F# has always been a fascinating .NET language. You can easily mistake Visual Basic for C# nowadays, and even PowerShell’s idiosyncrasies are getting smoothed out, but you can’t mistake F# for any other leading .NET language.
Until its full integration into Visual Studio in late 2005, F# may have seemed to be a specialised language for those esoteric purposes where analytical programming is suitable. But, by combining F# Interactive with Visual Studio, F# users became able to develop fast, accurate code using Visual Studio’s background type-checking and IntelliSense, while exploring a problem space using F# Interactive.

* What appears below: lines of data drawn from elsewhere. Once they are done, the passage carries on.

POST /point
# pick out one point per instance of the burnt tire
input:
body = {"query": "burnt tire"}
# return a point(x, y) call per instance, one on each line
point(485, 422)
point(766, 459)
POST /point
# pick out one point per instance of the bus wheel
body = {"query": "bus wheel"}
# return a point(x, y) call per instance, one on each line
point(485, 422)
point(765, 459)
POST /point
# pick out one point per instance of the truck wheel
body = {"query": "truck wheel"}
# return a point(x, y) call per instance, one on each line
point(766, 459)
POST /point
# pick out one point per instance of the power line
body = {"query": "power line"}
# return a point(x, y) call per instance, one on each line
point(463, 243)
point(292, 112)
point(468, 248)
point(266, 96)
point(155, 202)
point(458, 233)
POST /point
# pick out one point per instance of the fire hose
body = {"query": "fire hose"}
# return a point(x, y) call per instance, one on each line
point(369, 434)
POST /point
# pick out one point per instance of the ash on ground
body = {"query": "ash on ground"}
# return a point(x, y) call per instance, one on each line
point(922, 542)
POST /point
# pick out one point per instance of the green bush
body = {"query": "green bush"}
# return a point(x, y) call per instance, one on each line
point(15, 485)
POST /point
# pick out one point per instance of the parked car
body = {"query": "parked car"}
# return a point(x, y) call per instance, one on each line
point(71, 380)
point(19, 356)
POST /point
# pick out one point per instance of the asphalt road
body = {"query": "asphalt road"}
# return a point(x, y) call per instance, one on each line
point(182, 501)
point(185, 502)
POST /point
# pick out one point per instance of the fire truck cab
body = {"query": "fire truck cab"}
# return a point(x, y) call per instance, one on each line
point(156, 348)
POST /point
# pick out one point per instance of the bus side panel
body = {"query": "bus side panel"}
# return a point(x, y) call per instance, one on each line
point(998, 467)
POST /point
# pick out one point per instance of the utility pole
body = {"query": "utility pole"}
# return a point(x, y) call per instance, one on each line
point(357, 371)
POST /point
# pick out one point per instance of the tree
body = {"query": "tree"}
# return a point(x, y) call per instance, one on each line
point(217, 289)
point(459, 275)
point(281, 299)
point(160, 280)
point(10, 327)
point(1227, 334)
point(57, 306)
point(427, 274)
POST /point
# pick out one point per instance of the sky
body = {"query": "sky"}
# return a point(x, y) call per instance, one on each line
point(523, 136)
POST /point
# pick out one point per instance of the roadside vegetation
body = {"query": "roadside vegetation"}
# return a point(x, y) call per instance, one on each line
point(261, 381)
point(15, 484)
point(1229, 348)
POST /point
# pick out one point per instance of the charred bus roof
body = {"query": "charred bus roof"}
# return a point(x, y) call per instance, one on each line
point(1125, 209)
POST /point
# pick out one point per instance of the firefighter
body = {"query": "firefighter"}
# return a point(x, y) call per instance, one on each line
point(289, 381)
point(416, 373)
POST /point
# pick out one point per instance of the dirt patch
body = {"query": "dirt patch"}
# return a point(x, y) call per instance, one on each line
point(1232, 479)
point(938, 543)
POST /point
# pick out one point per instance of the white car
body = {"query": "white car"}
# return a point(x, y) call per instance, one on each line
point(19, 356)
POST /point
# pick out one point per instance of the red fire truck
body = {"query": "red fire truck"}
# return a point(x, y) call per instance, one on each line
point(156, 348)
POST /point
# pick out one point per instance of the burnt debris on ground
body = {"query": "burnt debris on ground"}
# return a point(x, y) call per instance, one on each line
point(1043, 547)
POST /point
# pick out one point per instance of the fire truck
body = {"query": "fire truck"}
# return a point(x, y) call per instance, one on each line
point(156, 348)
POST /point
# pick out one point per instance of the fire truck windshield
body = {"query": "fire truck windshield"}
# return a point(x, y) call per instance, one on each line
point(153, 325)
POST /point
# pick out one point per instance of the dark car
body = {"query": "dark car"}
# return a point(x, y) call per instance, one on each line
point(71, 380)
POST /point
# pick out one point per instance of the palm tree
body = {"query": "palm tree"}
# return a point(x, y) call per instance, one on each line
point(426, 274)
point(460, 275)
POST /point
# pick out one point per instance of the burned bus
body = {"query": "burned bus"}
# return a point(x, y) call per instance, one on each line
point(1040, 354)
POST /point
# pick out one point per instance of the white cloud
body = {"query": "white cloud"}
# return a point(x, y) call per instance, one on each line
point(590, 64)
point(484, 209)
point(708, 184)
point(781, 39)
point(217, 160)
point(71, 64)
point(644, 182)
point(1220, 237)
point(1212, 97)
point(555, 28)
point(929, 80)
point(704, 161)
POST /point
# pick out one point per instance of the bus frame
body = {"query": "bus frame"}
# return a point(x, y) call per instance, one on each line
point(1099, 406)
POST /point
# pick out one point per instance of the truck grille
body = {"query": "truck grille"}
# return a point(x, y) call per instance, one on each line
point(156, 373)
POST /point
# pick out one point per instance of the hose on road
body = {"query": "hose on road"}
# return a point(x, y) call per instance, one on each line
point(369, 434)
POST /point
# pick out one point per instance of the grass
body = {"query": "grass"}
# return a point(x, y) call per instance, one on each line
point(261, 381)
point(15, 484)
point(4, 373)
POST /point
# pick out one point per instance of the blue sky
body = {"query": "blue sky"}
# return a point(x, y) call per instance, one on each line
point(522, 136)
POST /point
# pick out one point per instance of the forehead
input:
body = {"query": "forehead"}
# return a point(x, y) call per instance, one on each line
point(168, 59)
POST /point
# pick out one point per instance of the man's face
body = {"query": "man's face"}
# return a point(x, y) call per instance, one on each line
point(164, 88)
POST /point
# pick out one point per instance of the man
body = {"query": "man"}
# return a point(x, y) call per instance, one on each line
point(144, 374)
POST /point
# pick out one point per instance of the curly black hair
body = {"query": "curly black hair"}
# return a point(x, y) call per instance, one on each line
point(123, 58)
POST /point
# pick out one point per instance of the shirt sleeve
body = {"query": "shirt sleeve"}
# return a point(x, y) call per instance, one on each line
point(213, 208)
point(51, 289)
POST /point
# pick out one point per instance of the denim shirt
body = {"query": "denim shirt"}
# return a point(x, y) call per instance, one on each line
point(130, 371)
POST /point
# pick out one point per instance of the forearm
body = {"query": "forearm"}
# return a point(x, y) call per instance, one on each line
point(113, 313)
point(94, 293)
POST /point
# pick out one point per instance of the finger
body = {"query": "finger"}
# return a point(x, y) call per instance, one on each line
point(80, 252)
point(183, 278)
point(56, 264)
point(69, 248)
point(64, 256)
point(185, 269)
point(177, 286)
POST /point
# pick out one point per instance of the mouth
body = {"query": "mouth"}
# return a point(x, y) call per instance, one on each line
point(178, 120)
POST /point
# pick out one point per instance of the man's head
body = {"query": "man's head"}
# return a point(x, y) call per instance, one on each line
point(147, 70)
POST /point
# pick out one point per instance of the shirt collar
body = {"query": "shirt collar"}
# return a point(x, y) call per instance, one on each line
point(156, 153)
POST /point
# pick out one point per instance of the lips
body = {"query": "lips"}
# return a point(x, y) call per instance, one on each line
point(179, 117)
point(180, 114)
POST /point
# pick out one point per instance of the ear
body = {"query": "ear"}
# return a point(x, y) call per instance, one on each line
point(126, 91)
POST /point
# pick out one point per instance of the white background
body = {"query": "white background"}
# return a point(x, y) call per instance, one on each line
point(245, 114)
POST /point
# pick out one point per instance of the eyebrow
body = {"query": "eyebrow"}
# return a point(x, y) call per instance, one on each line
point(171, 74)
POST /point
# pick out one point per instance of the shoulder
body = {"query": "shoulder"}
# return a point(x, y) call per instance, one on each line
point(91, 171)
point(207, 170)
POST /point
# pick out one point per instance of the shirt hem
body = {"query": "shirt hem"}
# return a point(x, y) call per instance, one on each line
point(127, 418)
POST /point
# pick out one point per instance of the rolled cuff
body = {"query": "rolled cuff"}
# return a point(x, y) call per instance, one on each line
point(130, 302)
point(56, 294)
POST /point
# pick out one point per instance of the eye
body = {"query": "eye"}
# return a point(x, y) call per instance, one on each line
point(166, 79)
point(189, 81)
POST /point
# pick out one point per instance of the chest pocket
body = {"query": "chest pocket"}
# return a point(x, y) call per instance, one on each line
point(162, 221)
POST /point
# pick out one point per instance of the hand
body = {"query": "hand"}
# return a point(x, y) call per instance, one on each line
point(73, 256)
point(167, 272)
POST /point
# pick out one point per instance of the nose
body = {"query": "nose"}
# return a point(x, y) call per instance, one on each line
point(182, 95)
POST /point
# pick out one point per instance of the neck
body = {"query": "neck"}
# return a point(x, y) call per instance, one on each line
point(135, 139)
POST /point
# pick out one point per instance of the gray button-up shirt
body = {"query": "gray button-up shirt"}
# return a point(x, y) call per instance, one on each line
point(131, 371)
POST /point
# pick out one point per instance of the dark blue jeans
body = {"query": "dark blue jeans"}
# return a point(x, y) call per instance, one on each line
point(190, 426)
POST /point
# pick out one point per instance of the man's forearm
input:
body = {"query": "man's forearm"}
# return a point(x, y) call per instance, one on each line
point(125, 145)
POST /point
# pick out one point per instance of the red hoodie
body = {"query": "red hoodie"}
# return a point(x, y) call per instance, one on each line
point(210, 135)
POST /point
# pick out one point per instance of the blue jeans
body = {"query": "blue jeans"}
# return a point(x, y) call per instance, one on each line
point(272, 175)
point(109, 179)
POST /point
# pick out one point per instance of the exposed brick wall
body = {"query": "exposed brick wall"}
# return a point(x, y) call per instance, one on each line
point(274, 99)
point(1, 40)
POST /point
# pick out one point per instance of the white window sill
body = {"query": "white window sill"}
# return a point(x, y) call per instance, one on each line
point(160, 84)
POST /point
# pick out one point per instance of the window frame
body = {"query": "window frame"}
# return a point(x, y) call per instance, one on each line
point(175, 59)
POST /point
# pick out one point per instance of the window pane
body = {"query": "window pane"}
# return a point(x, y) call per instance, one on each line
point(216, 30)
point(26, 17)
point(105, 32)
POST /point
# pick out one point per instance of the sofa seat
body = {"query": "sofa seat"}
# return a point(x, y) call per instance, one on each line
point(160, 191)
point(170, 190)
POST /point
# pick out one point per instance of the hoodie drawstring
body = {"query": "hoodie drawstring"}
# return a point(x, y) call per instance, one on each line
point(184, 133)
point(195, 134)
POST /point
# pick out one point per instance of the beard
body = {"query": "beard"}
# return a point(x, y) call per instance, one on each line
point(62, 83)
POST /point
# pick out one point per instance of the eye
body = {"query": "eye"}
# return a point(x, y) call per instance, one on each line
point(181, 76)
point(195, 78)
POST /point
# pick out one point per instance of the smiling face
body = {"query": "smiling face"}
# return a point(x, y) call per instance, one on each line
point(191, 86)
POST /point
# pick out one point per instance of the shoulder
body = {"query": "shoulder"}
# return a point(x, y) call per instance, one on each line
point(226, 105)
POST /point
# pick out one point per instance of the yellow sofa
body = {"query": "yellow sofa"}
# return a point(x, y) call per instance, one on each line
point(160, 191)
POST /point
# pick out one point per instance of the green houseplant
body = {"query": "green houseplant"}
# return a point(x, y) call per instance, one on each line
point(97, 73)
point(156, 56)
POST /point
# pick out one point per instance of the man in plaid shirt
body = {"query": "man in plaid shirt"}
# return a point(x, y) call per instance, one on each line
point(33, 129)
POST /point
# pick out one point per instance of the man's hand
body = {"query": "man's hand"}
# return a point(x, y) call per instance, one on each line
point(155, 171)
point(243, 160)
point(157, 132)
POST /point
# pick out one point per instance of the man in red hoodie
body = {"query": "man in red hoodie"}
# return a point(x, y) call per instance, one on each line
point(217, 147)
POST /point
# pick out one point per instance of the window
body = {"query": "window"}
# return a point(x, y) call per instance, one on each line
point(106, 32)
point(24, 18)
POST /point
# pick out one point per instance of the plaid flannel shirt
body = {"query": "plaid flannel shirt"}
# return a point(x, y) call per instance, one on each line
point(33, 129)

Now that F# 3.0 has introduced the idea of type providers using LINQ, it has grown into a strong candidate for a wide range of data applications. F# 3.0 aims to be able to integrate data from a variety of external information sources, such as web information, web services, data markets and enterprise data, in a way that is extensible and strongly-typed. It is then able to inter-operate with them using the power of Visual Studio.
So, what exactly are type providers, and why does Don Syme reckon they’re so important that C# and VB will soon be using them? Why should we be considering F# for data-rich applications? To find out, we caught up with Don over a cup of coffee, to ask him about the latest developments in F#3.0 and canvas his views on functional programming in general.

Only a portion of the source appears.